The Super Bowl is going to get huge viewership no matter what (this year’s game was the most watched program of all time, with 111 million viewers), but the regular season might draw numbers closer to the NBA’s were it not for betting.
And yet, Goodell continues to shun gambling (outside of fantasy leagues) just as he ignores the league’s concussion crisis. But without all that money riding on the outcome of the games, the NFL would not be nearly as popular.
For some Americans, the end of the Super Bowl means a shift towards basketball, whether college or professional, until the fall. But for a large group of devout fans, the countdown to April’s NFL Draft has begun.
The league, for the most part, can count on fans watching their favorite teams. But the sole reason I, a Jets fan, cared about a Sunday night game between the Bears and Vikings was because my weekly pick ’em contest was riding on the outcome. I’m not alone.

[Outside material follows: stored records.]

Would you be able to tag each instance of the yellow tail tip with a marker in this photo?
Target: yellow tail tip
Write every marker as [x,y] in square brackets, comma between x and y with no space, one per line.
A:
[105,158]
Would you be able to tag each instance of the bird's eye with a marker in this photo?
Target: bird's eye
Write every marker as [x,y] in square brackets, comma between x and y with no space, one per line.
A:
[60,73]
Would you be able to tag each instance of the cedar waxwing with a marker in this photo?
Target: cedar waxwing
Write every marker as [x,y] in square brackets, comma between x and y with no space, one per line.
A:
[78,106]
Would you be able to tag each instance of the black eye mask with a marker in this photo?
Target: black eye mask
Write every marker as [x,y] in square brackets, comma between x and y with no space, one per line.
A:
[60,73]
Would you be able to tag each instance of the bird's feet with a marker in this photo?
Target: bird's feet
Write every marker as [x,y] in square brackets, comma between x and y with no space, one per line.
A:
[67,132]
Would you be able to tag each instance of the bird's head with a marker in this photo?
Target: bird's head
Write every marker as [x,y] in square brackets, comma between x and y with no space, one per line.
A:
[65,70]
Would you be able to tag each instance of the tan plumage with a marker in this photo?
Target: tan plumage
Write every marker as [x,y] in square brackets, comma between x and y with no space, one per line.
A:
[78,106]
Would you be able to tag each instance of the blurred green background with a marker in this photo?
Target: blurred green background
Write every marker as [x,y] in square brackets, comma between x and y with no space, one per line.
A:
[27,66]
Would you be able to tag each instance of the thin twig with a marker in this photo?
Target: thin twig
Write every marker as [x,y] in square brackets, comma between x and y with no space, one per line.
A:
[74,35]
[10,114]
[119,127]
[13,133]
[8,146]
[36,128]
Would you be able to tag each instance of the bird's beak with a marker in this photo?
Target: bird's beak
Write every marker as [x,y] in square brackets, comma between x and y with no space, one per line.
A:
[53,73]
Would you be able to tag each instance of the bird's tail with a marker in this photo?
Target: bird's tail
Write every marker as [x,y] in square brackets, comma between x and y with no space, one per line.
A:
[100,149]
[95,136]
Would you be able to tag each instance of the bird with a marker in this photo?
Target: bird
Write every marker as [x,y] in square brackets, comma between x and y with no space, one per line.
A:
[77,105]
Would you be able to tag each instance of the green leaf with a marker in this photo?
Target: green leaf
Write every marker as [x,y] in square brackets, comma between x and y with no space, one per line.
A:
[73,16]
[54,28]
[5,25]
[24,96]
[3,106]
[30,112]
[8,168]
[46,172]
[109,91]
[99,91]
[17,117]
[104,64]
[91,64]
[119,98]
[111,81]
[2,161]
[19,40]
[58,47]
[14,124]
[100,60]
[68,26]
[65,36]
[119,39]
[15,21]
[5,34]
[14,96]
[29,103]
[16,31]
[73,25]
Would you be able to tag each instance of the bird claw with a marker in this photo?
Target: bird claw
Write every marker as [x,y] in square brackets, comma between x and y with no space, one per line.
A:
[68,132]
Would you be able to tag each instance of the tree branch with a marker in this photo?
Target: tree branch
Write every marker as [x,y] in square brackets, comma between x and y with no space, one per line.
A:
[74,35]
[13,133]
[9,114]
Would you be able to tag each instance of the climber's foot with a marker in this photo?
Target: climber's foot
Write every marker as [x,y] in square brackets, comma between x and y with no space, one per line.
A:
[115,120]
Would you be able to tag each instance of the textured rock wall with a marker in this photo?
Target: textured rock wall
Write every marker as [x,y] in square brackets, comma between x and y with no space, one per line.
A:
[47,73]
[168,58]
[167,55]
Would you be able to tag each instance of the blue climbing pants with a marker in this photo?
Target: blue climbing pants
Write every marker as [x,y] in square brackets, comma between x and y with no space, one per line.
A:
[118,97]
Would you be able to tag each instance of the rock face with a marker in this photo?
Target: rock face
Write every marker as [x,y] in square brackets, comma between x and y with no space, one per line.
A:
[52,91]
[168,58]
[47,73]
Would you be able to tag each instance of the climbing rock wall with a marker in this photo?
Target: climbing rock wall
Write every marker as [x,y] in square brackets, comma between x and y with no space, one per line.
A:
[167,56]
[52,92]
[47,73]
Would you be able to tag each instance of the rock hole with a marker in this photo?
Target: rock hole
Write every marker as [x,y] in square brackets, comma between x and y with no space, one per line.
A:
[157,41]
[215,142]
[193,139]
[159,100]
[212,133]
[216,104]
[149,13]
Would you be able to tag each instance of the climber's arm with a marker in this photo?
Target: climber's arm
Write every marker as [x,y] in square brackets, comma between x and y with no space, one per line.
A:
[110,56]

So it was no surprise that nobody at my Super Bowl party knew which team had won the coin toss. Betting and the NFL are a perfect couple, with no divorce on the horizon. To be clear, I have no problem with this. The prop bet contest and standard box pool made the Super Bowl more fun. The weekly betting contests are enjoyable and keep me up to date on what’s happening around the league.
The similarity between gambling and severe head injuries is that the league pretends neither exists. Roger Goodell would have you believe the NFL’s popularity has nothing to do with gambling. He also thinks his league is safe. He’s wrong.